Jack Devine is a veteran of the Central Intelligence Agency (CIA) and a founding partner and President of The Arkin Group LLC.

==Biography==
Devine's career at the CIA spanned from the late 1960s to the early 1990s, including the fall of President Salvador Allende in Chile in 1973, the Iran–Contra affair in the mid-1980s, and the fight to push the Soviets out of Afghanistan in the late 1980s. Devine retired after serving as both the acting director and associate director of the CIA's operations outside the United States, a capacity in which he had supervisory authority over thousands of CIA employees involved in sensitive missions throughout the world, as well as Acting Deputy Director of Operations from May 3, 1995, to July 18, 1995.

Devine joined the CIA in 1967, after his wife gave him a book about the CIA and its role in U.S. national security. Devine completed his training at "the Farm" and various other espionage and paramilitary courses. In his first Headquarters assignment he spent time as a "documents analyst" where he shared close quarters with Aldrich "Rick" Ames, who later became a spy for the Soviet Union. Ames would later reemerge as an employee and suspect in the hunt for a mole within the Agency.

His first overseas assignment was to Santiago, Chile in August, 1971. Devine learned the ins and outs of recruiting sources and running covert action operations in the time before the 1973 Chilean coup d'état.

His service on the Afghan Task Force was perhaps the pinnacle of his varied career, and put him at the head of the largest covert action campaign of the Cold War. Devine replaced Gust Avrakotos, the chief of the South Asia Operations Group portrayed by actor Philip Seymour Hoffman in the 2007 film, Charlie Wilson's War, and inherited a program funneling hundreds of millions of dollars to the Afghan mujahideen. It was under Devine that the CIA ramped up threefold support to the mujahideen and made the critical decision to provide them with U.S.-made Stinger anti-aircraft missiles, a move that would ultimately shift the course of the war and force a Soviet retreat. By the time Devine left the Task Force for an assignment as Chief of Station in Rome, the war was winding down.

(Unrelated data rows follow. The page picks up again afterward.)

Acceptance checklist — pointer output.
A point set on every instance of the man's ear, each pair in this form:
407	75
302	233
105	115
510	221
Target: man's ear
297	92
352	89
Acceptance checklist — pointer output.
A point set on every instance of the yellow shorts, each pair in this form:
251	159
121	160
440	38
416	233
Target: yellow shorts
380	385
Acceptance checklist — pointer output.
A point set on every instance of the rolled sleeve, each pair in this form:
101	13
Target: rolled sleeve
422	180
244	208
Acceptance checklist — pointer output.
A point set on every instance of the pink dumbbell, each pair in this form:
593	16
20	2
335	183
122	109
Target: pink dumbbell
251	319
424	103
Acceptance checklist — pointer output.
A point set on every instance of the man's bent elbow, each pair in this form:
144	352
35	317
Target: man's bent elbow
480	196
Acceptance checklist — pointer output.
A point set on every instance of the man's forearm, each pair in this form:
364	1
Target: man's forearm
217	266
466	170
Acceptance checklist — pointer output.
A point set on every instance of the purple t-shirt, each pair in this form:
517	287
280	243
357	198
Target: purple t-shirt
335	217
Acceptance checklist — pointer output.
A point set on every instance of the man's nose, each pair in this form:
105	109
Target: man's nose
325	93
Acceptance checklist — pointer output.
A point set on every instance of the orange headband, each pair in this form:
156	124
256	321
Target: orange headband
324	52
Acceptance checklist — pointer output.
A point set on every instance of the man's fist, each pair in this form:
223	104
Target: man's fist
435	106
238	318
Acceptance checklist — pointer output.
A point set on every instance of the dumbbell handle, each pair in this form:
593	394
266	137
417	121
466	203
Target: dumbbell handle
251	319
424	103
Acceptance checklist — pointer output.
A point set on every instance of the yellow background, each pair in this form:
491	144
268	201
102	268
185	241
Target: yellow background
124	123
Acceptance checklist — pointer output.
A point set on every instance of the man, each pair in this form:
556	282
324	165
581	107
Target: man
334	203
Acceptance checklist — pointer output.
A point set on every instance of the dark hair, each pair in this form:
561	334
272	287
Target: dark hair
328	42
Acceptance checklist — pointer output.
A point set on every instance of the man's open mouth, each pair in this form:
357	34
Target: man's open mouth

Devine would go on to run the Counter Narcotics Center and Latin America Division at CIA in the 1990s, and helped oversee the operation that captured Pablo Escobar in 1993. He also served as the head of the division during the military intervention in Haiti in the early 1990s, and was later promoted to associate director and acting director of Operations as well as serving as Acting Deputy Director of Operations from May 3, 1995, to July 18, 1995. Devine retired from CIA in 1999, after 32 years, and joined the private sector where he joined forces with New York litigation attorney Stanley Arkin. Together they have provided high-end consulting services along with sophisticated international intelligence and investigative services for the last 23 years.

Devine is the recipient of the Agency's Distinguished Intelligence Medal and several meritorious awards. He is a recognized expert in intelligence matters and has written op-eds and articles for The Washington Post, The Financial Times, The Miami Herald and The World Policy Journal. He has also made guest appearances on CBS, NBC, MSNBC, Fox News, as well as the History and Discovery channels, PBS and ABC Radio. On June 13, 2014, speaking in McLean, VA to former intelligence officers he predicted the likely partition of Iraq and further troubles in Afghanistan and Ukraine.

Devine resides in New York City and is a member of the Council on Foreign Relations.